Wednesday, January 7, 2009
I’ve always been amused by date and time problems in software, and in my mind I often juxtapose “real” time against “software” time.  Real time inexorably marches forward, while software time can go forwards, backwards, left, right, and sometimes belly up. Inside this theater of my brain, real world time is played by a dead panning Steve Martin, while software’s interpretation of time is a buffoonish John Candy. You can’t help but laugh at the contrast – it’s a classic comedic recipe.

Naturally, I chuckled when last week’s Zunicide turned out to be leap year related. I also giggled at the Pontiac gaff, chortled when I read about crashed DVRs, tittered over the stalled Norwegian trains, and cackled at Cisco’s Kerberos slipup. For non stop laughs I can read the Leap Zine -  a birthday club for anyone born on February 29th. The stories the leap babies can tell are endless. Problems with driver licenses, insurance policies, and rental car companies. The list goes on and on. Some leap babies alter their birth certificates just to avoid the entire mess.

Do leap years represent an edge case? That was one of the topics for debate today on Twitter. I don’t believe leap years fall under the strict definition of an edge case, but they are obviously tricky enough that we’ve consistently screwed them up - and it’s not always a laughing matter. In 1996, a leap year bug shut down 660 computers at a New Zealand aluminum smelter and cost the plant over $1 million in repairs. I’m sure they fixed the bug, but I think there is still a problem with their pronunciation of aluminum. It’s 4 syllables, everybody – ah-LOO-meh-num.

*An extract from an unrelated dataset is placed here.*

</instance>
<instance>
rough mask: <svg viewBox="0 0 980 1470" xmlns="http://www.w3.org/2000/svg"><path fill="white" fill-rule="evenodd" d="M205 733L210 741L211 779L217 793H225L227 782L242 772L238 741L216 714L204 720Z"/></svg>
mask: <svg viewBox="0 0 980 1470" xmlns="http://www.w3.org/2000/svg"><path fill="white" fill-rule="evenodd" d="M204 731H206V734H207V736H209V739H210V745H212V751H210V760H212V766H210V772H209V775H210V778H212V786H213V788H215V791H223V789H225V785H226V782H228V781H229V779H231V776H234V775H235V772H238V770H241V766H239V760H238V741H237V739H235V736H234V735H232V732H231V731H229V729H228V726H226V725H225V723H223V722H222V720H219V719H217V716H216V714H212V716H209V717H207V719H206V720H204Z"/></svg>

There are also numerous time bugs in software that aren’t leap year bugs. Remember the Win98 date rollover bug? Ever used software with an inadvertent time bomb? How many glitches exist because of the two digit year? Developers are cursed when it comes to date and time handling. And just when you have it figured out, some government, or Pope goes and changes the rules.

Leaps and Boundaries

Q: Why shouldn’t the following test pass?

[TestMethod]
public void A_Name_Would_Give_It_Away()
{
DateTime almost2009 =
new DateTime(2008, 12, 31, 23, 59, 59,
DateTimeKind.Utc);
    DateTime newDate = almost2009.AddSeconds(1);

Assert.AreEqual(2009, newDate.Year);
}

A: Because 2008 included a leap second. Technically, the last second for 2008 on the UTC clock was 23:59:60 (not that any runtime I’ve ever used correctly accounts for leap seconds).

If leap years are a minefield for developers – at least they are a predictable minefield. We know when leap years will occur in the future. All we need is the diligence and thought to write some proper algorithms. Leap seconds are a different matter.

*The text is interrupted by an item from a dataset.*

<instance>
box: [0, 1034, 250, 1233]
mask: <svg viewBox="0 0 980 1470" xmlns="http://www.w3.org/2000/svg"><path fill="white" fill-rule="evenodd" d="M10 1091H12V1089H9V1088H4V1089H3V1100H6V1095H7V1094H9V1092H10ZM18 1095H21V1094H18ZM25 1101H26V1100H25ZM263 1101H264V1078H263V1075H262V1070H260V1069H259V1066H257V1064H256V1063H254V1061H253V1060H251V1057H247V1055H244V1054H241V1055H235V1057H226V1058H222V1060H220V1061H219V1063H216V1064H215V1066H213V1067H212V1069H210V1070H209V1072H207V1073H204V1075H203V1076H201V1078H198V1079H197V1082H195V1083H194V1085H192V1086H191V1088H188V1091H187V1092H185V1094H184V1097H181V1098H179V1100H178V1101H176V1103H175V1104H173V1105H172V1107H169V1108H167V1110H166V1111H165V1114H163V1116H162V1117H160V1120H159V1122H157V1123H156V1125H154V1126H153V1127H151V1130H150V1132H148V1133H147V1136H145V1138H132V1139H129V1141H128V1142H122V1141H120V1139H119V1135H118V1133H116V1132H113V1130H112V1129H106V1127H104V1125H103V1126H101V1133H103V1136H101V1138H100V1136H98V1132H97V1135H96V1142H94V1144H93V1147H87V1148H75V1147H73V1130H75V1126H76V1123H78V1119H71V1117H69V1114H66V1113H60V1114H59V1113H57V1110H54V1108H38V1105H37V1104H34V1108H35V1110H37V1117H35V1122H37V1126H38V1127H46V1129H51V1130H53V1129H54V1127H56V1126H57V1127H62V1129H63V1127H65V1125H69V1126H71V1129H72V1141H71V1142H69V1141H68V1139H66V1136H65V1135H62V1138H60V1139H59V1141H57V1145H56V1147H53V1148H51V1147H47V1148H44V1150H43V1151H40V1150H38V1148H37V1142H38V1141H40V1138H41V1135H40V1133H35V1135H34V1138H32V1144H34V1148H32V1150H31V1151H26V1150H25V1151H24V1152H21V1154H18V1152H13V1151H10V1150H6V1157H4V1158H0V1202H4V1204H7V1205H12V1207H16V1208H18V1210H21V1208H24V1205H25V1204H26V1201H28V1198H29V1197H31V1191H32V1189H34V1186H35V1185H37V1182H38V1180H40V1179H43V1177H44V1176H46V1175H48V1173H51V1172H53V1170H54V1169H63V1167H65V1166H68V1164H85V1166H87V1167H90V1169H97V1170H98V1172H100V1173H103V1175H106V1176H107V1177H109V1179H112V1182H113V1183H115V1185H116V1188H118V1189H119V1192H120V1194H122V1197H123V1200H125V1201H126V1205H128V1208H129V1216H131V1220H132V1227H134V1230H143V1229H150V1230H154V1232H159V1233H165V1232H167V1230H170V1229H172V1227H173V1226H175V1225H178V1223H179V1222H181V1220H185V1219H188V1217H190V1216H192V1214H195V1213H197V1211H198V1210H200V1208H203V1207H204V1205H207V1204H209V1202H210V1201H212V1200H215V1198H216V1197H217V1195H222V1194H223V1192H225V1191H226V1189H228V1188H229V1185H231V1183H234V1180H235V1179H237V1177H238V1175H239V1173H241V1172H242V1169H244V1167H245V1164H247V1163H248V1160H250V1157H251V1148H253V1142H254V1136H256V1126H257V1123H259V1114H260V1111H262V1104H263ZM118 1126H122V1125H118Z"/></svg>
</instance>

Q: How many UTC seconds will elapse between now and January 1st, 2012?

A: Nobody knows

Leap seconds are a periodic adjustment made to UTC time. The IERS announces the need for a leap second in a bulletin they publish every 6 months. Maybe we will have a leap second this year, maybe not. We have millions of seconds elapse in a year, though, does anyone care if we miss just one?

Ask the makers of a Motorola GPS receiver that is rumored to be utilized in some fast moving, explosive munitions.

If time wasn’t so important to civilization, I think we’d try to circumvent all these problems by just not mixing clocks with computers.